The one-particle-wide-cylinder I was considering has a floor and ceiling, just like your 3D box. An the 1D math shows that particle-particle-interaction makes no difference to energy redistribution, just like you found for your 3D box (if I understand you correctly).

Petr Matas said:
The situation is quite different in higher dimensions.
Maybe. But 1D seems to get the same (qualitative) result as you got for the 3D case, no?
 
  • #108
A.T. said:
An the 1D math shows that particle-particle-interaction makes no difference to energy redistribution, just like you found for your 3D box (if I understand you correctly).
I meant something else: Interactions push the system towards thermodynamic equilibrium (they only don't for identical particles in 1D, as you have shown) by redistributing energy.
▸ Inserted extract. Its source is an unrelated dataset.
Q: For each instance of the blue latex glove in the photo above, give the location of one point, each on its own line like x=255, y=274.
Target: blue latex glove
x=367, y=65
If the system has not reached equilibrium yet, then the interactions will be important. In my analysis, I assume that the system is already in equilibrium. Once the equilibrium has been reached, further interactions will make no difference.
 
  • #109
Petr Matas said:
I meant something else: Interactions push the system towards thermodynamic equilibrium (they only don't for identical particles in 1D, as you have shown) by redistributing energy. If the system has not reached equilibrium yet, then the interactions will be important. In my analysis, I assume that the system is already in equilibrium. Once the equilibrium has been reached, further interactions will make no difference.
So, for example, the equilibrium profile of density in a vessel should be independent on whether the vessel contains gas in a low density (and they rarely collide with each other, compared to walls) or high density (many collisions between wall and wall). And the collision cross-section should matter for the process of setting up equilibrium - but not for the equilibrium once established. Right?
 
  • #110
snorkack said:
the equilibrium profile of density in a vessel should be independent on whether the vessel contains gas in a low density (and they rarely collide with each other, compared to walls) or high density
You're right. The density ##\rho(z)## as a function of altitude ##z## will be the same up to a multiplicative constant. We should just remember that we are talking about an ideal gas.

snorkack said:
high density (many collisions between wall and wall)
Did you mean many collisions between particle and particle?

snorkack said:
And the collision cross-section should matter for the process of setting up equilibrium - but not for the equilibrium once established. Right?
Exactly.
 
  • #111
Petr Matas said:
Did you mean many collisions between particle and particle?
Ah, I see that it was badly written.
I meant that a particle has many collisions with other particles between collisions of the particle with a wall and a collision of the same particle with a different wall.
 
  • #112
snorkack said:
Ah, I see that it was badly written.
I meant that a particle has many collisions with other particles between collisions of the particle with a wall and a collision of the same particle with a different wall.
I see, no problem. Thinking about this property, there is also a related quantity called mean free path.
 
  • #113
anuttarasammyak said:
Comparing it with the bouncing-ball-system, I observe the difference, damping is slower in thermal equillibrium.
Please find https://www.wolframalpha.com/input?i2d=true&i=Divide[2,3Sqrt[pi]]Divide[1,x]\(40)Divide[Sqrt[pi],2]-Gamma\(40)Divide[3,2]\(44)x\(41)\(41)+Divide[1,Sqrt[pi]]\(40)Divide[1,2]+Gamma\(40)Divide[1,2]\(44)x\(41)+Divide[1,3]Sum[Power[\(40)-1\(41),n],{n,0,100}]Divide[\(40)Divide[1,2]\(41)!,\(40)Divide[1,2]-n-2\(41)!\(40)n+2\(41)!]Power[x,Divide[\(40)n+1\(41),2]]Gamma\(40)Divide[3,2]-n+2\(44)x\(41)\(41)-Divide[x+1-Power[e,x],x-x*Power[e,x]] wolfram calculation of height averages,

<z>/h of independent bouncing balls - <z>/h of thermal equillibrium ##\leq## 0

where parameter x is ##mgh\beta##. They coincide with 1/2 at x=0 but do not coincide for x>0. I do not expect that higher order n terms which I cannot calculate due to compuring resource limit, would contribute so that they coincide.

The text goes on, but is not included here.